In the US-China tariff war, who is likely to blink first?

KATHMANDU: As the United States and China lock horns in an escalating tariff war, the global economy braces for turbulence, and the question on everyone’s mind is: who will flinch first? With President Donald Trump imposing steep tariffs on Chinese imports and Beijing retaliating with its own levies, both economic superpowers are digging in for a prolonged standoff. Economists, policymakers, and market analysts are divided on which side has the upper hand, as the stakes rise and the fallout ripples across borders.
The latest salvo began on April 2, when the U.S. slapped a 34% tariff on Chinese goods, building on earlier duties that now total 54% on average. Trump justified the move as a response to China’s alleged failure to curb fentanyl flows into the U.S., calling it a “national emergency.” China fired back on April 4, announcing a matching 34% tariff on all U.S. imports, effective April 10, targeting key American exports like soybeans, meat, and grains. Beijing’s commerce ministry decried the U.S. actions as “blackmail,” vowing to “fight to the end” rather than capitulate. This tit-for-tat escalation marks a sharp departure from the measured responses of Trump’s first-term trade war, signaling a deeper entrenchment on both sides.

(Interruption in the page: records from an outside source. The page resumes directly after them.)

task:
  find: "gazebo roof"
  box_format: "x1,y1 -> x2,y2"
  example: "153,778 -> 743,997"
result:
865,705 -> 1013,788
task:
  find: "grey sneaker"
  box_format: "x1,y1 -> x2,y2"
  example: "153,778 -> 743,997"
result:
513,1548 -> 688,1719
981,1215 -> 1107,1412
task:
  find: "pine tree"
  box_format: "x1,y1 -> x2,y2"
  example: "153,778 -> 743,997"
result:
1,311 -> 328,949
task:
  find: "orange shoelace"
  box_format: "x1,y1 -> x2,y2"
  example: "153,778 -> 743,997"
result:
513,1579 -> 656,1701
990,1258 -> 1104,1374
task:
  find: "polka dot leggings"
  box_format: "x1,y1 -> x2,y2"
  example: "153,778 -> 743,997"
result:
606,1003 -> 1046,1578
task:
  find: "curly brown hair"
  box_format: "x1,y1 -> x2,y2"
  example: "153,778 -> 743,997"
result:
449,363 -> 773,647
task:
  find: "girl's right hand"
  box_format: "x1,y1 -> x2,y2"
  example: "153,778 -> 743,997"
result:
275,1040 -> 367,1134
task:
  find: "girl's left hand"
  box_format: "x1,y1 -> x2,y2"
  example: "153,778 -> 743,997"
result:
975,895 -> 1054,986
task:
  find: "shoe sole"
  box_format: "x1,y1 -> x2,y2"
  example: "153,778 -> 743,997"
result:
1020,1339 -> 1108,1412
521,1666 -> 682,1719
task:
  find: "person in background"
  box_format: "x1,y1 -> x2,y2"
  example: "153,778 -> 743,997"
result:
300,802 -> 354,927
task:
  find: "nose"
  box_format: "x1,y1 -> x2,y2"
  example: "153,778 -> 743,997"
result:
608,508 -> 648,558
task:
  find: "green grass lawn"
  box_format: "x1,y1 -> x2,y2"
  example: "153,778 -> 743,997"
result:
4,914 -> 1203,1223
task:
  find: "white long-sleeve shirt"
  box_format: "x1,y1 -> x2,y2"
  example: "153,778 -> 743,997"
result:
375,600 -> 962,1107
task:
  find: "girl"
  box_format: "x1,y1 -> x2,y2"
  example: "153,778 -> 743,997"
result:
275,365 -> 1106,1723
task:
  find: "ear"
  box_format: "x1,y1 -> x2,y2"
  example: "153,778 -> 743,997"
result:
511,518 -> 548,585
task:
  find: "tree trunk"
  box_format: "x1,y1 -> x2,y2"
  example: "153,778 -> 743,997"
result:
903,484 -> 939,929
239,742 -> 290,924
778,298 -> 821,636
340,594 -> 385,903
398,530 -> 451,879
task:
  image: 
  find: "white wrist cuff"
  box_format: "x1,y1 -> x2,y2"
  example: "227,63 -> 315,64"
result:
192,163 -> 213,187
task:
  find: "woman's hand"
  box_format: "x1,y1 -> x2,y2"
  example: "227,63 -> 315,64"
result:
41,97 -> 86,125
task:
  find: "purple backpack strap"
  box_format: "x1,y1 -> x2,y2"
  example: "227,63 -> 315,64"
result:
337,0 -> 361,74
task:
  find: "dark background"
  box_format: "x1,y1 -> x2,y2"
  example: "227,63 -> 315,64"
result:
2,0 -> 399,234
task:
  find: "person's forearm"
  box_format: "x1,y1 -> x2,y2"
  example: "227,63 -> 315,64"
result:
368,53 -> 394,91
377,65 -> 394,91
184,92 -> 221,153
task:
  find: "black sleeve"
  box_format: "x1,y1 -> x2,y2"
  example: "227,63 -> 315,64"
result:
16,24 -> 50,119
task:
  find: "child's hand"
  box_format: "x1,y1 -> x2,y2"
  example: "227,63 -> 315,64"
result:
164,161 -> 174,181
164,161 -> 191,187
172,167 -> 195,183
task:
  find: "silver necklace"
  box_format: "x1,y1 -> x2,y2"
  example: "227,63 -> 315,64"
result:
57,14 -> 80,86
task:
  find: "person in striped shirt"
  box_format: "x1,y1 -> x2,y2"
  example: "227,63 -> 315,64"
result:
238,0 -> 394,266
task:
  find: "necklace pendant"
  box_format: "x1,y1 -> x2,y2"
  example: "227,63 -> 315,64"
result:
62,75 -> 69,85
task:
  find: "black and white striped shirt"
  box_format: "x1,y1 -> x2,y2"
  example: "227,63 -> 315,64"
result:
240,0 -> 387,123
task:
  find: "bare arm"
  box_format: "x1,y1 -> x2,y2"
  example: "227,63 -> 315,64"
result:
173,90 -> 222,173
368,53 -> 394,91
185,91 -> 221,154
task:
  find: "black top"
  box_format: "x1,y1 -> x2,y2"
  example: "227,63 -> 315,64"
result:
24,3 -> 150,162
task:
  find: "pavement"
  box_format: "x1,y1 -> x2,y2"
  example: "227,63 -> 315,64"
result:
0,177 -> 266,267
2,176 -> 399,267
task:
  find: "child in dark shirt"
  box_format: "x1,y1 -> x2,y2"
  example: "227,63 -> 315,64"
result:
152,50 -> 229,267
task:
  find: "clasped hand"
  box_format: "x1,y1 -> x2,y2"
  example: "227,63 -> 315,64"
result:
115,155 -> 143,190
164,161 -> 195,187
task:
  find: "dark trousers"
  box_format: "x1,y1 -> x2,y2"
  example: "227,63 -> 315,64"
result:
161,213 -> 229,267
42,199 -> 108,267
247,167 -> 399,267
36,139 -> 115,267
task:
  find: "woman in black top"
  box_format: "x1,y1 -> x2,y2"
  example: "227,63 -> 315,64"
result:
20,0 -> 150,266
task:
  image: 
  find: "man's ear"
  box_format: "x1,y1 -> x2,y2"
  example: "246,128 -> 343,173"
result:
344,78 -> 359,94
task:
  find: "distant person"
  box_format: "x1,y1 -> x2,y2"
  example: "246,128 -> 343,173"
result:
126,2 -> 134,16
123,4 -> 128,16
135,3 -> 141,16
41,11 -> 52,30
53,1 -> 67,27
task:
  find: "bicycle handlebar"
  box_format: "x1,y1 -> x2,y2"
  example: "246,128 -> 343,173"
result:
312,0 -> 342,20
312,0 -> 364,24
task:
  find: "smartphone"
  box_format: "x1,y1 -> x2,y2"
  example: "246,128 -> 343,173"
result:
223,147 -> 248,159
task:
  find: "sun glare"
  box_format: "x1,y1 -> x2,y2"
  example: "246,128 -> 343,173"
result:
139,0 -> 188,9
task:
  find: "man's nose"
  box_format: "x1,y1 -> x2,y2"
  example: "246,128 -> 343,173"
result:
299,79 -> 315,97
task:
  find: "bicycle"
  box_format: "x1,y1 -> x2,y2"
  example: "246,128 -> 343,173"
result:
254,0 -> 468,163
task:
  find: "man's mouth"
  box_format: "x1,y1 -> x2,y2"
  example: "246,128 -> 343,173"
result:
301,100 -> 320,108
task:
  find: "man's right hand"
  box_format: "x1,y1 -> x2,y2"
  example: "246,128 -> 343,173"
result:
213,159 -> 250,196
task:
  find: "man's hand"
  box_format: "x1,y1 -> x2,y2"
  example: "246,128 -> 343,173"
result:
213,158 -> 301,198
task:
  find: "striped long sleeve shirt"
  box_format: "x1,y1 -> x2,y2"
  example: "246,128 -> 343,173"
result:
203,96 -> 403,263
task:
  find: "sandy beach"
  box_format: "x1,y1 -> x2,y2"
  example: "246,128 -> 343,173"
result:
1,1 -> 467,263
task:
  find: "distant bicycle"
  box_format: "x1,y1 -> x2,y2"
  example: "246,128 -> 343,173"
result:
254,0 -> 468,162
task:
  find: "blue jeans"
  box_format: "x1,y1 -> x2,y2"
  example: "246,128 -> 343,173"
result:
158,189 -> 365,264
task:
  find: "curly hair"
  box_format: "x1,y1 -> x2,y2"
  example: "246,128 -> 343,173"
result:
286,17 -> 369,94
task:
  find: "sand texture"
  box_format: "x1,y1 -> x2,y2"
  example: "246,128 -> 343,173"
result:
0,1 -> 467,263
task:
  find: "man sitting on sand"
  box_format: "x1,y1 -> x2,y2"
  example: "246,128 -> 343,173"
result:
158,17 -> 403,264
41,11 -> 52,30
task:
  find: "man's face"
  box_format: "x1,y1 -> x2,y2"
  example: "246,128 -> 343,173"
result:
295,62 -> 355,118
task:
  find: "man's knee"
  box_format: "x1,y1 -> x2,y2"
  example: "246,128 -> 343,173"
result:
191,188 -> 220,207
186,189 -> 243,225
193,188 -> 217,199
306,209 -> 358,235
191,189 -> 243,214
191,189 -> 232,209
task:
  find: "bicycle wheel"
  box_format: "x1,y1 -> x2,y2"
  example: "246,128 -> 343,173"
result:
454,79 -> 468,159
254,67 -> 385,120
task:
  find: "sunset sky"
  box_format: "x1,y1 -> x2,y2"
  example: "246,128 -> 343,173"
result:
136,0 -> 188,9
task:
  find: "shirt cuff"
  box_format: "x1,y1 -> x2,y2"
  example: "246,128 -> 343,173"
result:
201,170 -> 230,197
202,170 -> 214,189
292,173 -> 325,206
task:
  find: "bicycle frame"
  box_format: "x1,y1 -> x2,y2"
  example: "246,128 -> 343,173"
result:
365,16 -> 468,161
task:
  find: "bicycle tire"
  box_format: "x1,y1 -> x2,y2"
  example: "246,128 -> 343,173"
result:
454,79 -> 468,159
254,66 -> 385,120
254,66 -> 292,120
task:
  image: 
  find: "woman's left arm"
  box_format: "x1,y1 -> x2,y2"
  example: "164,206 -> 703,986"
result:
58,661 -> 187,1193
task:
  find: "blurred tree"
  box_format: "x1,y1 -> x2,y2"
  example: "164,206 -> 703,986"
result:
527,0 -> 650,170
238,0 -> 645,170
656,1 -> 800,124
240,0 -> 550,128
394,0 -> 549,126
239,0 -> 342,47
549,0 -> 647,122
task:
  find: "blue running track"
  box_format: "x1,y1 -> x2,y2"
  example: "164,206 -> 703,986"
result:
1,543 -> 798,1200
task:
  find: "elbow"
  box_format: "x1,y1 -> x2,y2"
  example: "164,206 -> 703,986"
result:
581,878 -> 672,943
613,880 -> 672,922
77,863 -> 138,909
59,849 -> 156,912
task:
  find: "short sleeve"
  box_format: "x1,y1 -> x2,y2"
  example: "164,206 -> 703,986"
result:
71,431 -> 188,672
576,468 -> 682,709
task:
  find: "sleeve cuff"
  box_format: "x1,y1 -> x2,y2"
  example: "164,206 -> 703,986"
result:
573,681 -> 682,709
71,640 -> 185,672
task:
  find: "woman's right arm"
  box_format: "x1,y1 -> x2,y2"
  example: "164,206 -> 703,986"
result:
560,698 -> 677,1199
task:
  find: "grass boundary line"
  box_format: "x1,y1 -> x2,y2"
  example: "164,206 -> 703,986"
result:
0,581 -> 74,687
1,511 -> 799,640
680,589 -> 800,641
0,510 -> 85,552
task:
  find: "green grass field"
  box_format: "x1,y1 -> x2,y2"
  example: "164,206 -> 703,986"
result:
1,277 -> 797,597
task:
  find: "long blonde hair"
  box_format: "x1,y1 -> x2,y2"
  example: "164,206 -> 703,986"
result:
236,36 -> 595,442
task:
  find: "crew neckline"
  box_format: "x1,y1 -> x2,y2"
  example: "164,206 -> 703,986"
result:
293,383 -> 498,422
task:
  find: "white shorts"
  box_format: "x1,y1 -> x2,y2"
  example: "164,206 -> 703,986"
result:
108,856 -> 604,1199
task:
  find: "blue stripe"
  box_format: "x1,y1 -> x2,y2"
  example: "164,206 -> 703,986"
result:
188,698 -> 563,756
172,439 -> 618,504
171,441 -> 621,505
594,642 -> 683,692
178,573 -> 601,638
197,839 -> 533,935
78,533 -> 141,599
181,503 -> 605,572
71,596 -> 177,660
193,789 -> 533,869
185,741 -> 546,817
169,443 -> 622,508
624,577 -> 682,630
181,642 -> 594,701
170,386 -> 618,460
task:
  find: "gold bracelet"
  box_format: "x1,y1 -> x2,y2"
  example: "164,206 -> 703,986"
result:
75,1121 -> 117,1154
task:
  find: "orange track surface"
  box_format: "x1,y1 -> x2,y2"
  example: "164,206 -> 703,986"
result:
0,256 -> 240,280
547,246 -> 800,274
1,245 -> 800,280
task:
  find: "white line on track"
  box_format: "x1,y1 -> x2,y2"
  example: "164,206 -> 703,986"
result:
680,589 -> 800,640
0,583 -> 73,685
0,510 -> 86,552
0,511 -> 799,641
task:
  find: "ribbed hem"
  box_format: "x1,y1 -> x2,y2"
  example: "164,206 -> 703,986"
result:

Analysts point to structural differences that could determine the outcome. The U.S., with its consumer-driven economy, relies heavily on affordable Chinese goods—$440 billion worth in 2024 alone, from iPhones to clothing. Higher tariffs are already driving up costs, with companies like Apple facing potential $350 price hikes on high-end models, according to UBS estimates. American consumers, particularly lower-income households, will feel the pinch, potentially fueling domestic pressure on Trump to ease off. Yet, Trump’s political calculus—he faces no immediate electoral threat—may allow him to weather short-term discontent, betting on a nationalist “America First” narrative to sustain support.
China, meanwhile, faces its own vulnerabilities. Its economy, already strained by a property crisis and sluggish domestic demand, could see GDP growth shaved by 2.4% in 2025 due to the tariffs, per Citigroup projections.
Exports to the U.S., a critical revenue stream, are now at risk. However, Beijing’s centralized control offers resilience: it can subsidize industries, devalue the yuan to boost competitiveness, and pivot to alternative markets like Southeast Asia and the EU. President Xi Jinping’s lack of electoral accountability further emboldens him to endure economic pain, framing resistance as a matter of national pride.
Experts are split on the tipping point. “China won’t back down unilaterally—it’d signal weakness,” says Alfredo Montufar-Helu of The Conference Board. “But the U.S. has less fiscal firepower to sustain a prolonged war.” Trump’s threats of an additional 50% tariff hike if China doesn’t relent by April 10 underscore his aggressive stance, yet rising U.S. inflation—warned of by Federal Reserve Chair Jerome Powell—could force a rethink. Conversely, China’s strategic export controls on rare earths, vital for U.S. tech and defense, give it leverage to inflict pain without blinking.
Global markets reflect the uncertainty. The S&P 500 has shed over $5 trillion since April 2, a drop not seen since 2020, while China’s stock market wobbles under domestic woes. For now, neither side shows signs of retreat. Trump’s refusal to engage Xi directly—he’s dismissed talks until Beijing complies—contrasts with Xi’s shift to “fight mode,” bolstered by plans to deepen ties with non-U.S. partners. Some speculate a face-saving deal, like increased fentanyl enforcement or symbolic concessions, could emerge, but the window is narrowing.
As the tariff war snowballs, the world watches a high-stakes game of endurance. Will Trump’s electoral bravado outlast Xi’s authoritarian resolve? Or will economic realities force one to yield? For now, the answer remains elusive, with both giants betting they can outlast the other’s pain threshold.